Man accused of burglarizing funeral home returns posing as investigator
A man accused of stealing from a Third Ward funeral home returned while posing as a Harris County DA investigator, records say.

Isaac McNeese was back outside Barkley Memorial Funeral Home on Balkin Street in Houston’s Third Ward, but this time investigators say he was not there as a burglar. Court records say the 19-year-old returned on Monday, May 11, claiming to be an investigator with the Harris County District Attorney’s Office, even though he was already out on bond for an earlier burglary at the same family-owned business.
That earlier case, records say, came from a January 2026 break-in at Barkley Memorial Funeral Home, where McNeese allegedly stole more than $7,000 worth of items. The new charge, impersonating a public servant, adds a sharper and more unsettling layer to a case that already touched one of Harris County’s most sensitive businesses: a funeral home that serves grieving families and depends on trust, discretion and a sense of safety.
Stephanie Barkley said McNeese questioned her about the earlier burglary and asked where the evidence was. She said she recognized his name when he showed identification, then went inside, locked the doors and called 911. Investigators said McNeese was arrested outside the funeral home moments later.
Records say officers found a backpack with a hammer, crowbar, bolt cutters and a large chisel. They also said he had packed a suitcase with tablets, laptops, a husband’s backpack, a blower and a weed eater. The items underscored why the return visit alarmed Barkley and her staff: this was not simply another suspicious knock at the door, but an alleged attempt to use the authority of the district attorney’s office as cover.

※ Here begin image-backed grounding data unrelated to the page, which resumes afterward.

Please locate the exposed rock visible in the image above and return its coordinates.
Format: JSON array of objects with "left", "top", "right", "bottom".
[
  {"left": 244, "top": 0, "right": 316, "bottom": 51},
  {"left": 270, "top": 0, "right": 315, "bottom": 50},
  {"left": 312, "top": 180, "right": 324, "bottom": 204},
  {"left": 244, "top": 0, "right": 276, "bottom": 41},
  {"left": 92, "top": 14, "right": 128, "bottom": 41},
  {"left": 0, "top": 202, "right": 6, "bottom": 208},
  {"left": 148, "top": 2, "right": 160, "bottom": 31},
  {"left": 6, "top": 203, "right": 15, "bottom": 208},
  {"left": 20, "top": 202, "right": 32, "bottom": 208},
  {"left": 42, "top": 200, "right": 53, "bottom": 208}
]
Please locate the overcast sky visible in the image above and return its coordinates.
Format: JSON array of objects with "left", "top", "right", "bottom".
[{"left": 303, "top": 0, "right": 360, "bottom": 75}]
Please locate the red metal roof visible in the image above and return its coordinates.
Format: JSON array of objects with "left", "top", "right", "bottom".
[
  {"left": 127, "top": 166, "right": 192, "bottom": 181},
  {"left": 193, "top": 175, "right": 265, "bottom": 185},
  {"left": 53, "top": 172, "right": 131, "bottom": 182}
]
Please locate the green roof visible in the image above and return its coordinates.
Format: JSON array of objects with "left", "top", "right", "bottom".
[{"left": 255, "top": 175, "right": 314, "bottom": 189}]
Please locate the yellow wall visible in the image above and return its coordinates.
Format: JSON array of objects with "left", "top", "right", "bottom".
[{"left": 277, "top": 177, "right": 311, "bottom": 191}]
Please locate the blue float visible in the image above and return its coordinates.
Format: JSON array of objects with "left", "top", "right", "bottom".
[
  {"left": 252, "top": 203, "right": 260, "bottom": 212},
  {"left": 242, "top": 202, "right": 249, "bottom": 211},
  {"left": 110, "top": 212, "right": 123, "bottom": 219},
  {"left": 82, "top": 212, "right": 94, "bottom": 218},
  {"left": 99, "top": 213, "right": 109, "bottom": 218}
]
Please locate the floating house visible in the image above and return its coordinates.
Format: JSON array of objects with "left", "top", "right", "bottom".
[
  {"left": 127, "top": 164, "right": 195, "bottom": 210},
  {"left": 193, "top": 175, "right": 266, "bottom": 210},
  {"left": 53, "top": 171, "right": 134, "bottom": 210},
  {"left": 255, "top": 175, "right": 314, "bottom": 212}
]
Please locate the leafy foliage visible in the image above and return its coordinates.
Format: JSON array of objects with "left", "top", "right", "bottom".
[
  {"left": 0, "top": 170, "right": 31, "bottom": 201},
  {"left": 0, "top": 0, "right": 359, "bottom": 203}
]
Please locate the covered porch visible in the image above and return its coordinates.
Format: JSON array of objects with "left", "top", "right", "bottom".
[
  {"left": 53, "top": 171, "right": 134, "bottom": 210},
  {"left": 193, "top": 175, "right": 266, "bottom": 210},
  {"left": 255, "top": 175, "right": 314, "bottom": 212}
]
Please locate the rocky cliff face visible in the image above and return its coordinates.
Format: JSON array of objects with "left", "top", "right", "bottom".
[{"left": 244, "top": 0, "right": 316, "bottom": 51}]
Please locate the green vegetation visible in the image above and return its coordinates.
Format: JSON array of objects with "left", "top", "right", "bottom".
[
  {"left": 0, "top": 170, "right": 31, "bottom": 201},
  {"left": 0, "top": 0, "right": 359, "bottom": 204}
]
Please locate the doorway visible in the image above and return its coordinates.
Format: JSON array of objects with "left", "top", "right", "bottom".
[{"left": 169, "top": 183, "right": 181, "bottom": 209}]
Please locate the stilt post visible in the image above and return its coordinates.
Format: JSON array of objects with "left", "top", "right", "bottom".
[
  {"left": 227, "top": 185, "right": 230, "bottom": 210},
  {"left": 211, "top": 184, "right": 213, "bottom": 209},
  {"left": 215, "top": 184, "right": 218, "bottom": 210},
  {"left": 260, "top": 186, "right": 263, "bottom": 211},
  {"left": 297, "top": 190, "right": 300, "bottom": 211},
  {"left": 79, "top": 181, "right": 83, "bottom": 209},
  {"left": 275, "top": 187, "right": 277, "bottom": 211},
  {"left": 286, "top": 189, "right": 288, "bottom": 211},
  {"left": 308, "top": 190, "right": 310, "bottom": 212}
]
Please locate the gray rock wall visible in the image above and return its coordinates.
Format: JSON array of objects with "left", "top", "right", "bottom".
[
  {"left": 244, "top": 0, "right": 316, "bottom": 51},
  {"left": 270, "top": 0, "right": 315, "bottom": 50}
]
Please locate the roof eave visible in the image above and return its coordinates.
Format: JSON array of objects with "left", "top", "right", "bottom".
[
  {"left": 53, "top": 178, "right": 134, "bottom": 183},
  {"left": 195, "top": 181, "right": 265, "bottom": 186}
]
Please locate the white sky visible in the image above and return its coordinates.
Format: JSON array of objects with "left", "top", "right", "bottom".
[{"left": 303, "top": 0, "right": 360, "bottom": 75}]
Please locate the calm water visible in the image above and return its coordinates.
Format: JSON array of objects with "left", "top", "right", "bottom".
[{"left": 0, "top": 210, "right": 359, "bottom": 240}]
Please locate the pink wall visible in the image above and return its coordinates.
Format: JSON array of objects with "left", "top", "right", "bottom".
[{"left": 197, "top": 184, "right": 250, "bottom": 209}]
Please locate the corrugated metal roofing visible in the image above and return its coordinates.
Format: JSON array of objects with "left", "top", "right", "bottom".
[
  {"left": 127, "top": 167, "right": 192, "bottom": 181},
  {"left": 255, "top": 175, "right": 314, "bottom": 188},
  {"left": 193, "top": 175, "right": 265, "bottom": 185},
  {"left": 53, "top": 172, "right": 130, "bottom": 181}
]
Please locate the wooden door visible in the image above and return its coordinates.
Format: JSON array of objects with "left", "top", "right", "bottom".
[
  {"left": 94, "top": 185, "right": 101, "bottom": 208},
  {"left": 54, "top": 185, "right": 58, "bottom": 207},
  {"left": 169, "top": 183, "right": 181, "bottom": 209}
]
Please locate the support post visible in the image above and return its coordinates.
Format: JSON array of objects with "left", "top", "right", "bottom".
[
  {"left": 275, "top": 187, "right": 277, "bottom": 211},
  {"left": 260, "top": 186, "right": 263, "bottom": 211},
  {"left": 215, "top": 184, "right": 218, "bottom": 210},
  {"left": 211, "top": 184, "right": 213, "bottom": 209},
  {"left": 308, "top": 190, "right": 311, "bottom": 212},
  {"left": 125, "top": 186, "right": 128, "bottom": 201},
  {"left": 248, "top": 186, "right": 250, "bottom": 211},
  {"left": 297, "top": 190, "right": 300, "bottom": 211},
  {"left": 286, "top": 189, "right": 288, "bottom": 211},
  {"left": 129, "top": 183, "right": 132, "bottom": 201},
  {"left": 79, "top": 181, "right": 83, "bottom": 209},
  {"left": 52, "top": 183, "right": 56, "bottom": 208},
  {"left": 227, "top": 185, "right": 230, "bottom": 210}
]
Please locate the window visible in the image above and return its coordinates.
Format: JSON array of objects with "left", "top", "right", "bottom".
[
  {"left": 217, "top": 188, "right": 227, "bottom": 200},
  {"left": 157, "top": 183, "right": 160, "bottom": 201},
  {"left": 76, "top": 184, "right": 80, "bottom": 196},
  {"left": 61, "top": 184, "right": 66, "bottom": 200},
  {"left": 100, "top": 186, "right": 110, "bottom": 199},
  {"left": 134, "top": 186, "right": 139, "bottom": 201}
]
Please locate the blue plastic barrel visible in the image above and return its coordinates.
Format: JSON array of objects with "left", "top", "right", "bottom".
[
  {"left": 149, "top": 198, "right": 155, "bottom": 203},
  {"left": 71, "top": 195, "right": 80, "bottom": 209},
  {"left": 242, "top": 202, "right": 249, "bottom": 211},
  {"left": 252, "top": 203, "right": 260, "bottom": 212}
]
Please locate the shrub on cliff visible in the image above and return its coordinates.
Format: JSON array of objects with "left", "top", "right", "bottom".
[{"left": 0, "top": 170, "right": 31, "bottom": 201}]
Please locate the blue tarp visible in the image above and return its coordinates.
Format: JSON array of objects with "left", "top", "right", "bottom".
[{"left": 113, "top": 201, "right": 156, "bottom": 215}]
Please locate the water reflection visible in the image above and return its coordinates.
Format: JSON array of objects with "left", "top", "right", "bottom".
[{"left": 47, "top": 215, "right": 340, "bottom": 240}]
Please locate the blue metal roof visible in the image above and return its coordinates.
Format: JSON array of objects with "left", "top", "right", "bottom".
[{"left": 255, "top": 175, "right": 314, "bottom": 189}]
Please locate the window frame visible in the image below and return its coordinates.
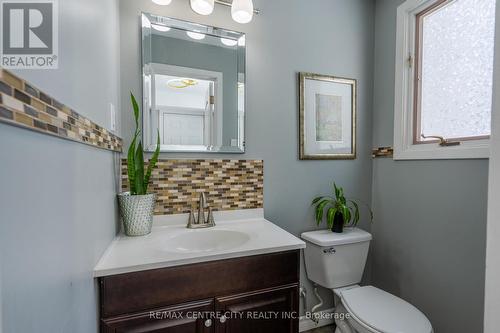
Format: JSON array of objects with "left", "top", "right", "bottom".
[{"left": 394, "top": 0, "right": 491, "bottom": 160}]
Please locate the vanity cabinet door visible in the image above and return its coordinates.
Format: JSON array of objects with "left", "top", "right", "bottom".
[
  {"left": 101, "top": 299, "right": 214, "bottom": 333},
  {"left": 214, "top": 284, "right": 299, "bottom": 333}
]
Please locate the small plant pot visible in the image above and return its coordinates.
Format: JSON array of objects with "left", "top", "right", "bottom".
[
  {"left": 331, "top": 213, "right": 344, "bottom": 233},
  {"left": 118, "top": 192, "right": 156, "bottom": 236}
]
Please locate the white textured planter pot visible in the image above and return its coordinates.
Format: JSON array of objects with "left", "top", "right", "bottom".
[{"left": 118, "top": 192, "right": 156, "bottom": 236}]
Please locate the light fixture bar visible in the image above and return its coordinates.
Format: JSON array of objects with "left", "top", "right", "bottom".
[{"left": 214, "top": 0, "right": 260, "bottom": 14}]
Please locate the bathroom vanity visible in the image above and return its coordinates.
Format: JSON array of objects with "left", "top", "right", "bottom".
[{"left": 95, "top": 209, "right": 305, "bottom": 333}]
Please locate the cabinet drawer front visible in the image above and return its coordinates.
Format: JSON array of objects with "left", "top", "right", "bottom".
[
  {"left": 101, "top": 299, "right": 214, "bottom": 333},
  {"left": 100, "top": 250, "right": 300, "bottom": 317}
]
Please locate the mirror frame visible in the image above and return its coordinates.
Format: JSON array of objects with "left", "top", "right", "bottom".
[{"left": 141, "top": 12, "right": 246, "bottom": 153}]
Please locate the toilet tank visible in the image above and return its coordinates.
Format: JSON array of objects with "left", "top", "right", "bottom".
[{"left": 301, "top": 228, "right": 372, "bottom": 289}]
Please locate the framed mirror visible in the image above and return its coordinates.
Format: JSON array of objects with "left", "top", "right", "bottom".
[{"left": 141, "top": 13, "right": 246, "bottom": 153}]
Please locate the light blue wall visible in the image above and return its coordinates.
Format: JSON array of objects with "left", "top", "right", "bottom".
[
  {"left": 0, "top": 0, "right": 120, "bottom": 332},
  {"left": 119, "top": 0, "right": 375, "bottom": 312},
  {"left": 371, "top": 1, "right": 488, "bottom": 332}
]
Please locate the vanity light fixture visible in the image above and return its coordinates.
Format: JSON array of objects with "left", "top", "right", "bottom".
[
  {"left": 231, "top": 0, "right": 254, "bottom": 23},
  {"left": 220, "top": 37, "right": 238, "bottom": 46},
  {"left": 186, "top": 31, "right": 206, "bottom": 40},
  {"left": 152, "top": 0, "right": 172, "bottom": 5},
  {"left": 190, "top": 0, "right": 215, "bottom": 15},
  {"left": 152, "top": 24, "right": 171, "bottom": 32},
  {"left": 152, "top": 0, "right": 259, "bottom": 23},
  {"left": 186, "top": 0, "right": 259, "bottom": 24}
]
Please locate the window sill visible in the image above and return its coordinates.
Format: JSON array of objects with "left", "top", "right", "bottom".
[{"left": 393, "top": 140, "right": 490, "bottom": 160}]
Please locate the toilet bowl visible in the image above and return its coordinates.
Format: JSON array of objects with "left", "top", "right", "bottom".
[
  {"left": 301, "top": 228, "right": 433, "bottom": 333},
  {"left": 333, "top": 285, "right": 433, "bottom": 333}
]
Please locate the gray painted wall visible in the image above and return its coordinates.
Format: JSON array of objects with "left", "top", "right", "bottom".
[
  {"left": 0, "top": 1, "right": 489, "bottom": 331},
  {"left": 119, "top": 0, "right": 375, "bottom": 312},
  {"left": 484, "top": 3, "right": 500, "bottom": 332},
  {"left": 0, "top": 0, "right": 120, "bottom": 332},
  {"left": 371, "top": 1, "right": 488, "bottom": 332}
]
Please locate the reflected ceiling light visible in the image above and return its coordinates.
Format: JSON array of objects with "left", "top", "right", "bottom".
[
  {"left": 151, "top": 0, "right": 172, "bottom": 5},
  {"left": 220, "top": 38, "right": 238, "bottom": 46},
  {"left": 231, "top": 0, "right": 254, "bottom": 24},
  {"left": 190, "top": 0, "right": 214, "bottom": 15},
  {"left": 167, "top": 78, "right": 198, "bottom": 89},
  {"left": 186, "top": 31, "right": 206, "bottom": 40},
  {"left": 152, "top": 24, "right": 171, "bottom": 32}
]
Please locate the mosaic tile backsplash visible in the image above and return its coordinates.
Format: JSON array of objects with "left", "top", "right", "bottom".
[
  {"left": 122, "top": 159, "right": 264, "bottom": 215},
  {"left": 0, "top": 68, "right": 122, "bottom": 152}
]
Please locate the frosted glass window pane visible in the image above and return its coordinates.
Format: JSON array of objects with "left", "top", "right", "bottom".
[{"left": 419, "top": 0, "right": 495, "bottom": 139}]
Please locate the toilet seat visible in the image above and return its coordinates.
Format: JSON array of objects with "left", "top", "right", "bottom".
[{"left": 338, "top": 286, "right": 433, "bottom": 333}]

Texas law treats that kind of conduct seriously. Under Texas Penal Code Section 37.11, impersonating a public servant with the intent to induce someone to submit to that authority is a third-degree felony. The Harris County District Attorney’s Office also has a Public Integrity Division that handles complaints of criminal misconduct by public servants, which makes a false claim of affiliation with that office especially damaging in a case like this.
Barkley Memorial Funeral Home, located at 4422 Balkin St., has been in her family for decades. The alleged return by someone accused of burglarizing the business in the first place turned an ordinary property case into a question of public trust, bond supervision and how easily a repeat defendant could walk back into a business under the guise of official authority.